Learning on Persistence Diagrams as Radon Measures
This work provides a theoretical framework for applying persistence diagrams in machine learning, but it appears incremental as it builds on existing concepts of Radon measures and optimal transport.
The paper tackles the problem of approximating continuous functions on the space of Radon measures derived from persistence diagrams for use in supervised learning tasks, showing that such functions can be approximated arbitrarily well using polynomial combinations of template-based features.

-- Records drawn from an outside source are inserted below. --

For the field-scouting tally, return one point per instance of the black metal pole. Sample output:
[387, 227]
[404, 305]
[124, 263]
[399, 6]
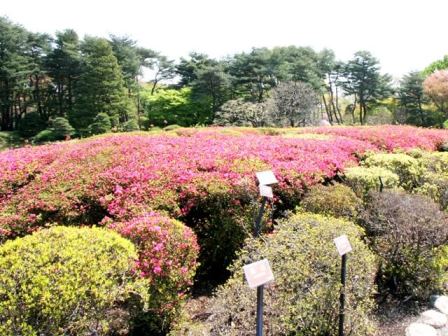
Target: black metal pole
[342, 297]
[257, 230]
[260, 310]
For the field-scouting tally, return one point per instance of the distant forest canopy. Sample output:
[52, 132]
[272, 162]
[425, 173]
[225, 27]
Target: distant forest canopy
[53, 87]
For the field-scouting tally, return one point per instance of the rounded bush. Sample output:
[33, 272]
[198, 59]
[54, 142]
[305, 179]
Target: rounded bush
[363, 179]
[167, 253]
[336, 200]
[304, 296]
[404, 231]
[406, 167]
[31, 124]
[67, 281]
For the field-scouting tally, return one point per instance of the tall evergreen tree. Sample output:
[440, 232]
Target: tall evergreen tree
[100, 88]
[16, 68]
[63, 66]
[364, 81]
[412, 98]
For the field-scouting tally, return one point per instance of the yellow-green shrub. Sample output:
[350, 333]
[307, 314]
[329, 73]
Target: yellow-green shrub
[303, 299]
[406, 167]
[363, 179]
[68, 281]
[335, 200]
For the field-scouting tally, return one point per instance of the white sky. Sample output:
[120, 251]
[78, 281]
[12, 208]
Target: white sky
[403, 35]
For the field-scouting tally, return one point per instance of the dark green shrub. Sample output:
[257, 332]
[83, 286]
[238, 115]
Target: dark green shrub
[61, 128]
[67, 281]
[45, 136]
[406, 167]
[363, 179]
[130, 126]
[336, 200]
[303, 299]
[31, 124]
[101, 124]
[404, 230]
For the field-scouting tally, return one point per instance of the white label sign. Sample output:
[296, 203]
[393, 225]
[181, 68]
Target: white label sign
[265, 191]
[258, 273]
[342, 244]
[266, 177]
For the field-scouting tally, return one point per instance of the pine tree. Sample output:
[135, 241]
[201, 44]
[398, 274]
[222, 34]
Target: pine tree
[100, 88]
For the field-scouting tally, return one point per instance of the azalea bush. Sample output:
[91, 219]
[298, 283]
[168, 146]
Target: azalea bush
[405, 230]
[304, 297]
[69, 281]
[167, 253]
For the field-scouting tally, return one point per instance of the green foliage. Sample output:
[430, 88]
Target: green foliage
[101, 124]
[436, 65]
[67, 281]
[44, 136]
[336, 200]
[61, 128]
[10, 139]
[220, 226]
[412, 100]
[364, 81]
[130, 125]
[363, 179]
[303, 300]
[408, 169]
[404, 231]
[31, 124]
[100, 87]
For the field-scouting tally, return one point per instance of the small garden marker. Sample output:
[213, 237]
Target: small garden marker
[343, 246]
[259, 273]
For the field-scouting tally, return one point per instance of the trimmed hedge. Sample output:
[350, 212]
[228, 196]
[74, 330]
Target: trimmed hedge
[68, 281]
[167, 253]
[304, 298]
[335, 200]
[408, 169]
[364, 179]
[404, 231]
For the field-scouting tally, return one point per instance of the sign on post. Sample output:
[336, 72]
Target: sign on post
[342, 245]
[258, 273]
[266, 191]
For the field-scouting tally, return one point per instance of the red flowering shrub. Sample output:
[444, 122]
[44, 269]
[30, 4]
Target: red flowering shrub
[167, 252]
[389, 137]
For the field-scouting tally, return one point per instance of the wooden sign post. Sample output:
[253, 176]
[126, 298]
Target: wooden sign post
[261, 270]
[343, 246]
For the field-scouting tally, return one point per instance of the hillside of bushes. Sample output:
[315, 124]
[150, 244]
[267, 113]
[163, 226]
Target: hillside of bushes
[180, 205]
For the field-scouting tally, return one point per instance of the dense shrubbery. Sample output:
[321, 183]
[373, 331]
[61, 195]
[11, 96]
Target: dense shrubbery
[404, 231]
[167, 253]
[336, 200]
[408, 169]
[304, 297]
[68, 281]
[363, 179]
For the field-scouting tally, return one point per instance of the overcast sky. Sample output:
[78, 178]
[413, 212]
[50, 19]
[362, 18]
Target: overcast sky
[403, 35]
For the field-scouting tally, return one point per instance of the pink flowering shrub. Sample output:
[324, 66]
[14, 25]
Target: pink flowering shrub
[203, 177]
[389, 137]
[167, 253]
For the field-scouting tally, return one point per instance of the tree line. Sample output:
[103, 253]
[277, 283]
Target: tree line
[55, 86]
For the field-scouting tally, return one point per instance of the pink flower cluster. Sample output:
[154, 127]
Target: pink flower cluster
[167, 254]
[123, 176]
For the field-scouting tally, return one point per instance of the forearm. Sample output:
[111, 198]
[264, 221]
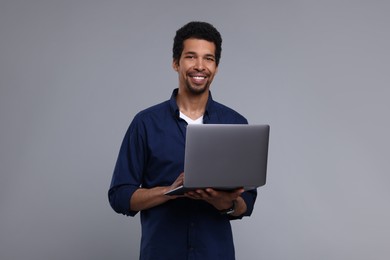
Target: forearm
[240, 207]
[147, 198]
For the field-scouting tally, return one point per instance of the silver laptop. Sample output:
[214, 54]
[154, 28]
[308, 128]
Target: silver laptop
[224, 157]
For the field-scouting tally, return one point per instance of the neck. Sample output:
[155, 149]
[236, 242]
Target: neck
[192, 106]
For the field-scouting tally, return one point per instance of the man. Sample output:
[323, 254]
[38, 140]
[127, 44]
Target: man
[151, 162]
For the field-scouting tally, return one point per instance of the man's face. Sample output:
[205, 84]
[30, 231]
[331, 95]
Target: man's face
[196, 66]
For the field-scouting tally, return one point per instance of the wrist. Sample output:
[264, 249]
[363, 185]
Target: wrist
[231, 210]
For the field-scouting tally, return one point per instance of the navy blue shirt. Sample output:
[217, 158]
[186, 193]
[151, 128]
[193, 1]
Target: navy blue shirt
[152, 154]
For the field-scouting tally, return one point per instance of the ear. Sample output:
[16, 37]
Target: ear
[175, 65]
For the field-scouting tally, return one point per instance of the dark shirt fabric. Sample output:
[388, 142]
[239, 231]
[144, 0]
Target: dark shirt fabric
[152, 154]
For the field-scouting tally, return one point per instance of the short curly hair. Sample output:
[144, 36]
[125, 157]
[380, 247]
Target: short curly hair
[197, 30]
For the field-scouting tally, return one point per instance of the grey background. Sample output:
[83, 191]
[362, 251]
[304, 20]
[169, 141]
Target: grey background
[74, 73]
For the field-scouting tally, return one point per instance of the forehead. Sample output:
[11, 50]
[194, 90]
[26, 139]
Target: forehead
[201, 47]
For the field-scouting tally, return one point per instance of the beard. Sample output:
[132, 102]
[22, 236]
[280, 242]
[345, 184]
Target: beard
[197, 90]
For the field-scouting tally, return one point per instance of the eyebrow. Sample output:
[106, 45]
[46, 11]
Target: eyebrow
[194, 53]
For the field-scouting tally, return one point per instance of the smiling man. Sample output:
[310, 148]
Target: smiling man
[151, 162]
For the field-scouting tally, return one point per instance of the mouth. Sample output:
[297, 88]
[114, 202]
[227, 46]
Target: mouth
[198, 78]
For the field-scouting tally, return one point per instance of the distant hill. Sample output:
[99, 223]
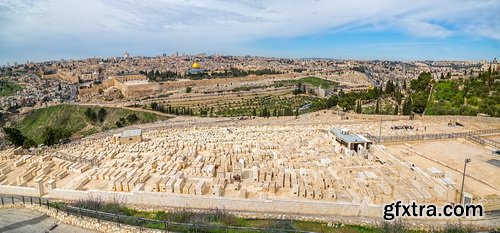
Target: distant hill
[79, 121]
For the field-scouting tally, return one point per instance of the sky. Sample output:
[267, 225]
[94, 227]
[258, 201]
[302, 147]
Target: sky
[41, 30]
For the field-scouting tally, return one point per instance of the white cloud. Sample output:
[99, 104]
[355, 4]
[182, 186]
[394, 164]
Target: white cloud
[225, 24]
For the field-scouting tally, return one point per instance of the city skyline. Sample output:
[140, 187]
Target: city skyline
[389, 30]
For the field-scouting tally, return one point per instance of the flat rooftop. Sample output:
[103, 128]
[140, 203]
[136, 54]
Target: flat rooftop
[349, 137]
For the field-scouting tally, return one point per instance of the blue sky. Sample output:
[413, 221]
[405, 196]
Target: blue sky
[38, 30]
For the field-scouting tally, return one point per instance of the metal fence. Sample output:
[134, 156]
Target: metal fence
[142, 223]
[423, 137]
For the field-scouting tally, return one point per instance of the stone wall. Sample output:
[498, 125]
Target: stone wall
[83, 222]
[231, 204]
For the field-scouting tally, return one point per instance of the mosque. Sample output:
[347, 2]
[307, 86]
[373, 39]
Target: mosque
[195, 69]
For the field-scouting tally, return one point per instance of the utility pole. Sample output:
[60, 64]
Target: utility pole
[380, 131]
[463, 179]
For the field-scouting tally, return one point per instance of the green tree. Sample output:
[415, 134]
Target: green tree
[29, 143]
[154, 106]
[101, 115]
[358, 107]
[332, 101]
[389, 87]
[90, 114]
[407, 107]
[52, 136]
[14, 136]
[132, 118]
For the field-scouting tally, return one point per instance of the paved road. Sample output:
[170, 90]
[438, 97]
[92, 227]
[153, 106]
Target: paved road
[18, 220]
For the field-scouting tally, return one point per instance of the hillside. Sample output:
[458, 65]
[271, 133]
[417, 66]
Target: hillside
[7, 87]
[466, 97]
[74, 121]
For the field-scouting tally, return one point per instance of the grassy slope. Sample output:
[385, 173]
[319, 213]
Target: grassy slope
[72, 118]
[314, 81]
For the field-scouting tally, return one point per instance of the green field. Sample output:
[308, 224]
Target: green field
[313, 81]
[7, 87]
[215, 220]
[72, 119]
[266, 105]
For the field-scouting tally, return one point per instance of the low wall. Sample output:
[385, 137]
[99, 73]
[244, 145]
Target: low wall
[18, 191]
[231, 204]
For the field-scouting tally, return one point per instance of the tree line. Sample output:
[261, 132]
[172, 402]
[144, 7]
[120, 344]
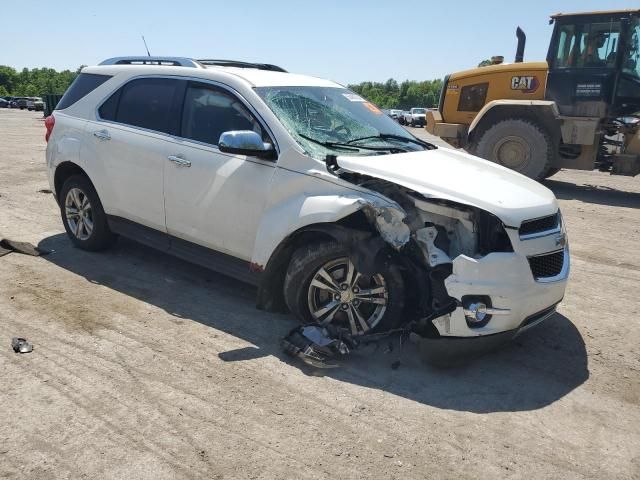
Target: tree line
[405, 95]
[34, 82]
[390, 94]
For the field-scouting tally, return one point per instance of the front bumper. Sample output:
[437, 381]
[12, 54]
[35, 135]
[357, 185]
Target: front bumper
[449, 351]
[506, 278]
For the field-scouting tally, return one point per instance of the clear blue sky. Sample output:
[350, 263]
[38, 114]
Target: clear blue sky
[347, 41]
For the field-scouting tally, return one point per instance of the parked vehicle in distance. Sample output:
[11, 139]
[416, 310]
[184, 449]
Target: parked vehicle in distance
[415, 117]
[303, 188]
[36, 104]
[395, 114]
[23, 103]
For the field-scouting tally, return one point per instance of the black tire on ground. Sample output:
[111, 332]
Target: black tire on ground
[101, 236]
[305, 264]
[551, 172]
[519, 144]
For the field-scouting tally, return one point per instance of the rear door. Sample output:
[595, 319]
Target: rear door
[129, 146]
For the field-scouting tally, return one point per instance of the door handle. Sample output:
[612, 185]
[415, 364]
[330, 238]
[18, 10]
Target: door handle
[102, 135]
[179, 161]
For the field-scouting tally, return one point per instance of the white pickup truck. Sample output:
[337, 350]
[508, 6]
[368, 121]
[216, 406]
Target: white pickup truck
[416, 117]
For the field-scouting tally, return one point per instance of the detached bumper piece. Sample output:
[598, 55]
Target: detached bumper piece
[452, 351]
[315, 345]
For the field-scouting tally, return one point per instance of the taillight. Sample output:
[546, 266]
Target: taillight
[49, 122]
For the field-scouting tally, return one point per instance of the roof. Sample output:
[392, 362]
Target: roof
[598, 12]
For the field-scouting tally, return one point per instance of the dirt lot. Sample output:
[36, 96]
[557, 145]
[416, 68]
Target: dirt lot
[148, 367]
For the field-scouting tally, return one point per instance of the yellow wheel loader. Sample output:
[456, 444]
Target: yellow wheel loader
[580, 109]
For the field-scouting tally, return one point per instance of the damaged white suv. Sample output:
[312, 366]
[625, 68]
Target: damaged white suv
[308, 191]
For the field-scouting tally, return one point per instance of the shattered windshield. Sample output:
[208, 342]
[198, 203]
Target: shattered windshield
[332, 120]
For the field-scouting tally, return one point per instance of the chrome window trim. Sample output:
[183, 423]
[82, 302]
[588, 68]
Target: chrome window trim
[213, 83]
[544, 233]
[564, 272]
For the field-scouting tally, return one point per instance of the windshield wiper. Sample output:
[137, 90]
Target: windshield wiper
[391, 136]
[349, 147]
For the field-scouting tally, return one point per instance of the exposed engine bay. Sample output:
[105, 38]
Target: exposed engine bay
[423, 236]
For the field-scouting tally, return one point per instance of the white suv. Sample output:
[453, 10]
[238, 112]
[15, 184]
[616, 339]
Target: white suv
[308, 191]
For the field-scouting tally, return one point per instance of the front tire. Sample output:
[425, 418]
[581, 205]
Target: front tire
[322, 286]
[83, 216]
[518, 144]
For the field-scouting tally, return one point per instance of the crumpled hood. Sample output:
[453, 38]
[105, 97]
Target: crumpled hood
[457, 176]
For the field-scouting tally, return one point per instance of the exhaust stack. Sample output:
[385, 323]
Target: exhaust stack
[522, 40]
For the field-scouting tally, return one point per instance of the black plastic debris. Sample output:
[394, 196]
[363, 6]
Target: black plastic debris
[315, 345]
[8, 246]
[20, 345]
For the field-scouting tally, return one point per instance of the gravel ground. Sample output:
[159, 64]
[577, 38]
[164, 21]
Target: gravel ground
[145, 366]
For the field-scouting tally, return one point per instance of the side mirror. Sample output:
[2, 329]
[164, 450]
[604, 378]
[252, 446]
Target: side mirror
[245, 142]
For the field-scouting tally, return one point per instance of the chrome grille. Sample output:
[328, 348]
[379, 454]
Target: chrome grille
[538, 225]
[548, 265]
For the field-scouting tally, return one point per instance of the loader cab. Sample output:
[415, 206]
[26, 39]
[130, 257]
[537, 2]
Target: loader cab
[594, 69]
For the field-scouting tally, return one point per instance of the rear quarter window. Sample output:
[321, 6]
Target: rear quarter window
[81, 86]
[146, 103]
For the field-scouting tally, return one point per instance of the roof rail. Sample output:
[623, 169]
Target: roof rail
[164, 61]
[241, 64]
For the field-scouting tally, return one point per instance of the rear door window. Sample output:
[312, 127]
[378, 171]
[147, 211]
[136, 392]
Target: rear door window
[84, 84]
[145, 103]
[209, 112]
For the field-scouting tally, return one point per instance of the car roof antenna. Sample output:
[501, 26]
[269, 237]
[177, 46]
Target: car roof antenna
[145, 45]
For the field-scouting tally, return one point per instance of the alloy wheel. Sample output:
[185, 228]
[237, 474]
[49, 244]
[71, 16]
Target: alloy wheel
[341, 295]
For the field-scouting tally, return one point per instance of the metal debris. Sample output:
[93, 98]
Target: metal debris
[315, 345]
[8, 246]
[20, 345]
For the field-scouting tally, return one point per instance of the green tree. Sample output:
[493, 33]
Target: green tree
[35, 82]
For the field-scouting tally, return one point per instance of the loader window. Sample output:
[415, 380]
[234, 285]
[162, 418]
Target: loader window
[472, 97]
[631, 62]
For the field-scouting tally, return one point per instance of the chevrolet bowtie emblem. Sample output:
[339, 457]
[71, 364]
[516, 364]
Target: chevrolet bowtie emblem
[561, 240]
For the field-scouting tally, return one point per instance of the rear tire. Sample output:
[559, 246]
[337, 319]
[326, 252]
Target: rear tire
[307, 291]
[83, 216]
[518, 144]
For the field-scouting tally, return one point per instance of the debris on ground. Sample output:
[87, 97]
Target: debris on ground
[20, 345]
[7, 246]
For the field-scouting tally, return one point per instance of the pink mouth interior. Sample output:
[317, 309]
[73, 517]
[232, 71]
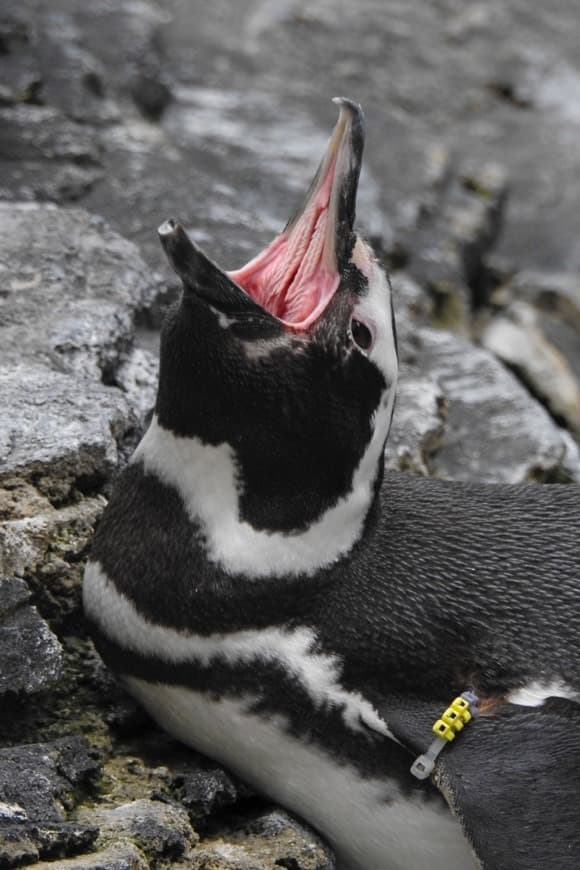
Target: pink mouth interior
[295, 277]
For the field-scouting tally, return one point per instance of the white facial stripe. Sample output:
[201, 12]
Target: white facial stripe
[375, 308]
[370, 823]
[205, 477]
[537, 693]
[318, 673]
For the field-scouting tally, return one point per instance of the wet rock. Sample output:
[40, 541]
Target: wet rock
[418, 424]
[495, 431]
[516, 337]
[151, 92]
[162, 831]
[46, 779]
[137, 378]
[204, 788]
[555, 293]
[70, 292]
[119, 856]
[455, 224]
[48, 548]
[25, 843]
[31, 655]
[270, 840]
[43, 141]
[83, 282]
[60, 433]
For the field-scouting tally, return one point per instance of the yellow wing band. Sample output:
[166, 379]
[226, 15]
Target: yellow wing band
[453, 720]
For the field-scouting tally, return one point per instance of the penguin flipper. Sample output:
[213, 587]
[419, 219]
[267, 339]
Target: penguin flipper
[513, 781]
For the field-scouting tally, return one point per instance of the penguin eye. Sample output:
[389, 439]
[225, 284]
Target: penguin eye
[361, 334]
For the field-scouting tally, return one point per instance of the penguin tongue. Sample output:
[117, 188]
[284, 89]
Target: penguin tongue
[297, 275]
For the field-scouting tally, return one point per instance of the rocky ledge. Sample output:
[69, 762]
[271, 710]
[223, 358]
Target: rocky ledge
[96, 119]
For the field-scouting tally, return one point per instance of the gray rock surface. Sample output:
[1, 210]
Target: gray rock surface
[208, 114]
[39, 785]
[271, 840]
[516, 337]
[30, 653]
[487, 407]
[161, 830]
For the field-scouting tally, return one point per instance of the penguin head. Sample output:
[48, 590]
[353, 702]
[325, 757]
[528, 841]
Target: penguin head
[291, 360]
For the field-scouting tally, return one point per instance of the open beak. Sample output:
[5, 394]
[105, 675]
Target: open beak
[297, 275]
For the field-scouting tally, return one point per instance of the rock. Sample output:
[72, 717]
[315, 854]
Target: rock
[556, 293]
[161, 831]
[204, 788]
[137, 378]
[418, 423]
[62, 434]
[71, 289]
[22, 844]
[39, 785]
[270, 840]
[31, 655]
[58, 159]
[119, 856]
[46, 779]
[47, 548]
[454, 227]
[516, 337]
[495, 431]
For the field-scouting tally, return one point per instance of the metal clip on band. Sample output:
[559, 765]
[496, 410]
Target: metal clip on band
[451, 722]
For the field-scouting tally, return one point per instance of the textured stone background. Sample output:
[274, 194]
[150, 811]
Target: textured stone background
[114, 117]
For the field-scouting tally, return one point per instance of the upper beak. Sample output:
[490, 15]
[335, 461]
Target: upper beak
[297, 275]
[337, 181]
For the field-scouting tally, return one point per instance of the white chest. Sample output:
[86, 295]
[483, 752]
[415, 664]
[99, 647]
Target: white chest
[370, 823]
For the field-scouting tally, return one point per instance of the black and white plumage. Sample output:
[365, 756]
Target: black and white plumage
[277, 602]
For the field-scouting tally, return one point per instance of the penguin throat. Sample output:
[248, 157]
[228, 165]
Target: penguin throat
[296, 276]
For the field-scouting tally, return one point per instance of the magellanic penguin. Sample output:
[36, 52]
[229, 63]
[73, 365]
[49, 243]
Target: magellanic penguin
[277, 602]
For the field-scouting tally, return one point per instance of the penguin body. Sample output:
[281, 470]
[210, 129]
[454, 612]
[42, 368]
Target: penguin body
[278, 603]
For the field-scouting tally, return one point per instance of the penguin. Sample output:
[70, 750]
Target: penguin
[277, 601]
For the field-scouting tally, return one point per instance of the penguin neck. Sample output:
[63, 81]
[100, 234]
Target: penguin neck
[206, 477]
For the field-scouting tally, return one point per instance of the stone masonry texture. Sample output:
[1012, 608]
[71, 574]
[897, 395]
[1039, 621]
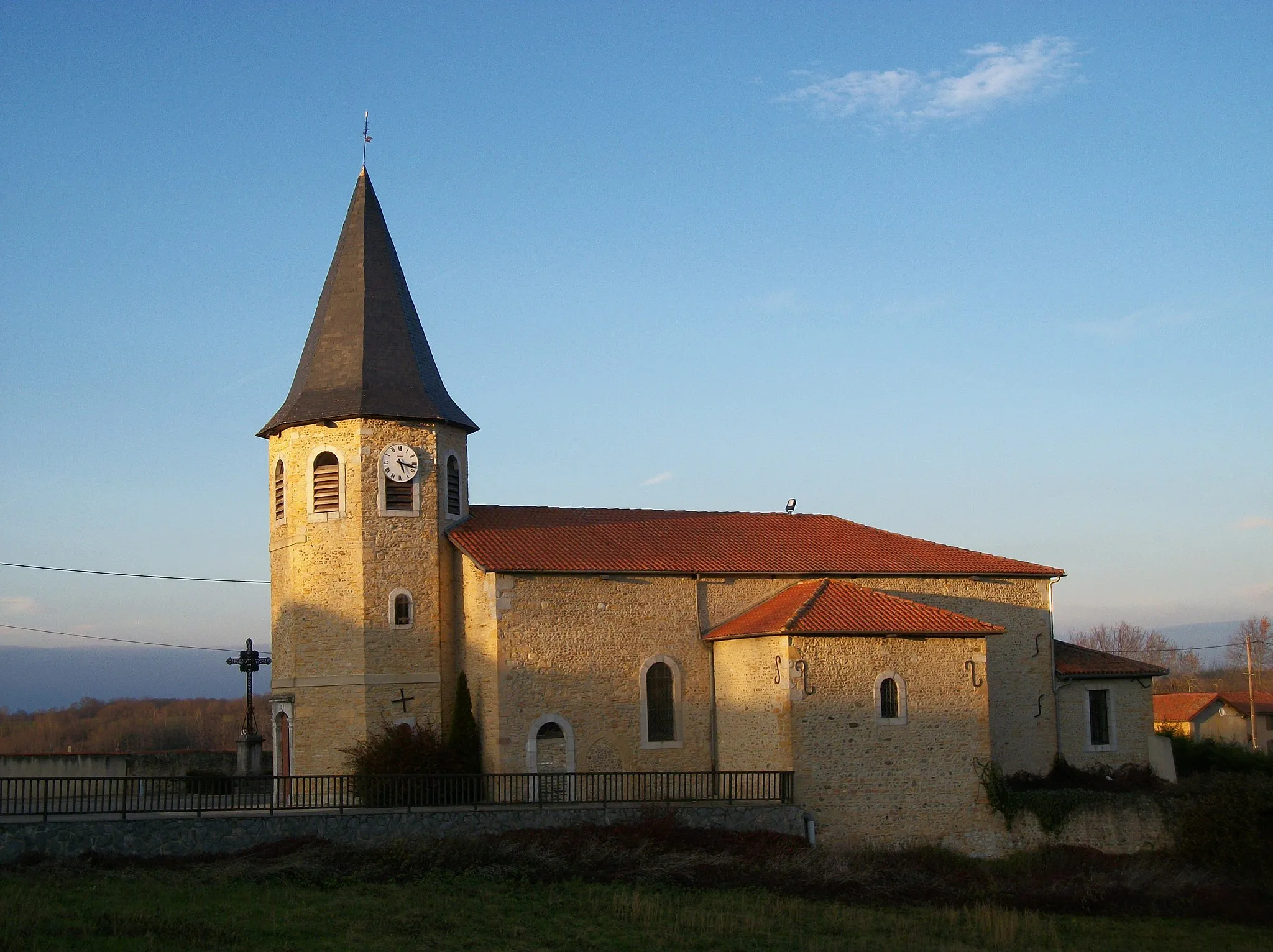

Persistence diagrams are common descriptors of the topological structure of data appearing in various classification and regression tasks. They can be generalized to Radon measures supported on the birth-death plane and endowed with an optimal transport distance. Examples of such measures are expectations of probability distributions on the space of persistence diagrams. In this paper, we develop methods for approximating continuous functions on the space of Radon measures supported on the birth-death plane, as well as their utilization in supervised learning tasks. Indeed, we show that any continuous function defined on a compact subset of the space of such measures (e.g., a classifier or regressor) can be approximated arbitrarily well by polynomial combinations of features computed using a continuous compactly supported function on the birth-death plane (a template). We provide insights into the structure of relatively compact subsets of the space of Radon measures, and test our approximation methodology on various data sets and supervised learning tasks.